Le vélo, un mode de déplacement particulièrement prisé en ville. Shutterstock

Lancé en septembre 2018 pour étendre l’usage quotidien du vélo en France, le « plan vélo » propose plusieurs pistes : développement des aménagements cyclables, lutte contre le vol, mise en place d’un cadre incitatif (notamment pour les trajets domicile-travail).

On pourra toutefois regretter dans ce dispositif l’absence d’un volet « virtuel ». Ce ne sont pourtant pas les services numériques destinés aux cyclistes qui manquent ! Voyons, à partir d’une analyse des données 2017-2018 disponibles pour l’Île-de-France, comment de tels services pourraient renforcer l’efficacité de ce « plan vélo ».

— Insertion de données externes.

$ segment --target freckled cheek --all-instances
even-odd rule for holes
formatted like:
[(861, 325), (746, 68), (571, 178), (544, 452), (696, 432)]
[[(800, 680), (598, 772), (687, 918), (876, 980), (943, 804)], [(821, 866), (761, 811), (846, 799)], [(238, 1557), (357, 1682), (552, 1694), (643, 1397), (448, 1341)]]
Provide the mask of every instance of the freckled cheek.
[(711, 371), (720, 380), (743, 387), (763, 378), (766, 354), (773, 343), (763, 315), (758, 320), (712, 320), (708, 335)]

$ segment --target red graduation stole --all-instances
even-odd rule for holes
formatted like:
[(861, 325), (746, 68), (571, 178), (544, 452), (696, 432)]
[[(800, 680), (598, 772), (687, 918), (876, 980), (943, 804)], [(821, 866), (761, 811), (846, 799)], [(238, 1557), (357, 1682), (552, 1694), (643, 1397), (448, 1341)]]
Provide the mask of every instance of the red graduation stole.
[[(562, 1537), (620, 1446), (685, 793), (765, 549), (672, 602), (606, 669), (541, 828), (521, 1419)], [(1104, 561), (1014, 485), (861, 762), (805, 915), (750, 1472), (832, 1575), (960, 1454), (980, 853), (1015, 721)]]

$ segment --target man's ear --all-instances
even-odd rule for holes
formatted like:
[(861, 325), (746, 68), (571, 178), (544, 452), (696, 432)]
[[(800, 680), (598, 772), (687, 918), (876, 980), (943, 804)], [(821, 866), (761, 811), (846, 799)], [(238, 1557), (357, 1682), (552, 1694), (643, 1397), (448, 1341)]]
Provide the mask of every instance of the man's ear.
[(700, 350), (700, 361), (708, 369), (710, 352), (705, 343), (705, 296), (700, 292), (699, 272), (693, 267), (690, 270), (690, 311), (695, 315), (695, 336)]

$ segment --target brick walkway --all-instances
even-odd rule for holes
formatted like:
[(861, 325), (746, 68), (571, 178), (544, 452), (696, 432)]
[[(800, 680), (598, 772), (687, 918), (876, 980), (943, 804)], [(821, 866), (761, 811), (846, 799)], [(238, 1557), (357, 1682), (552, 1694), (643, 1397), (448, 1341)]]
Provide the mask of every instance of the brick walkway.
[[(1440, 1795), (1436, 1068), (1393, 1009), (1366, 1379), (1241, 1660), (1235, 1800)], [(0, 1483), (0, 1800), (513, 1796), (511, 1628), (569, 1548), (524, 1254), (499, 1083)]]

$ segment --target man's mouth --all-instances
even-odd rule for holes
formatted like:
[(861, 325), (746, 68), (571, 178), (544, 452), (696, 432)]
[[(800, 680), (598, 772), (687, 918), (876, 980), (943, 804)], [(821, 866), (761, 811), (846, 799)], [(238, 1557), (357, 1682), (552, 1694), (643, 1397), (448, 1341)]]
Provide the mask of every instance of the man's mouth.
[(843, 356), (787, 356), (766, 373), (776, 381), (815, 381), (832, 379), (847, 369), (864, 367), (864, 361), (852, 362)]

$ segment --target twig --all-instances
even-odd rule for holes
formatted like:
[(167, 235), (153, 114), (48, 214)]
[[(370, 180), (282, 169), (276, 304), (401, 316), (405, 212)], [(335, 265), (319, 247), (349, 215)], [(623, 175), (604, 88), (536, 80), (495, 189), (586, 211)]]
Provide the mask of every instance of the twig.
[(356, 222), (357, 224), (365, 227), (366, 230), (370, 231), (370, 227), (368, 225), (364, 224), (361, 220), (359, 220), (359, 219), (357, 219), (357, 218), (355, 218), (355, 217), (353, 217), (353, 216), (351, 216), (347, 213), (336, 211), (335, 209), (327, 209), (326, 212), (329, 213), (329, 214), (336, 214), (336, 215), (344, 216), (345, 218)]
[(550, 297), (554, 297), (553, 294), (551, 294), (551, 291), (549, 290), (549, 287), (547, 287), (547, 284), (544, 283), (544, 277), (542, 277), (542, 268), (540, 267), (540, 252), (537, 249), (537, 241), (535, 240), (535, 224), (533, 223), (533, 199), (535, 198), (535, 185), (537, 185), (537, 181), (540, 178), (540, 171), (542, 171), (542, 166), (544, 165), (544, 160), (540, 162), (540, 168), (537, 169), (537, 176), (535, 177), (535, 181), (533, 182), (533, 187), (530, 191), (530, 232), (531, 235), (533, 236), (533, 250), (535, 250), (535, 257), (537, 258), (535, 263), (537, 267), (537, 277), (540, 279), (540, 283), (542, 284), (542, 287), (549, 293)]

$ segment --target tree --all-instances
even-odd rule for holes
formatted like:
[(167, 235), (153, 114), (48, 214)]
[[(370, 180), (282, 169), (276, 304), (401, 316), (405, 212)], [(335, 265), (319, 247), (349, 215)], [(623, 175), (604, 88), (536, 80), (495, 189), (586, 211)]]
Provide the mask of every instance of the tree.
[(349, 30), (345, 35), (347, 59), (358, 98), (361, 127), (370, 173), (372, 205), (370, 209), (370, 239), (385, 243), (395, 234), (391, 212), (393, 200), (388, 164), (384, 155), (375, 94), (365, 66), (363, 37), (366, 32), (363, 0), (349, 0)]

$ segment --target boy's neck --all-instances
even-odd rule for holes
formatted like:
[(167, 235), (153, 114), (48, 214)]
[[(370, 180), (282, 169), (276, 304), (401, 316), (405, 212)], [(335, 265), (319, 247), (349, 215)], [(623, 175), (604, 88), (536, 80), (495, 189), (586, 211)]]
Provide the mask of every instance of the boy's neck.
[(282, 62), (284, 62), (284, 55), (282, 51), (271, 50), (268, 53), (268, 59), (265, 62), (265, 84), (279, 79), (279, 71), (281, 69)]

Le vélo, un champion des zones denses…

Le vélo domine la voiture en milieu urbain sur de nombreux aspects. Il est tout d’abord plus rapide : 14 km/h de vitesse moyenne pour la voiture, 15 km/h pour le vélo et 18 km/h pour le vélo à assistance électrique (VAE). Sans oublier que garer un vélo est bien moins chronophage que la même manœuvre avec une voiture. Il est aussi plus économique. Selon l’Argus, le coût de revient total d’une voiture est de 4 300 euros par an en France, celui d’un VAE inférieur à 600 euros et encore bien plus bas pour un simple vélo urbain.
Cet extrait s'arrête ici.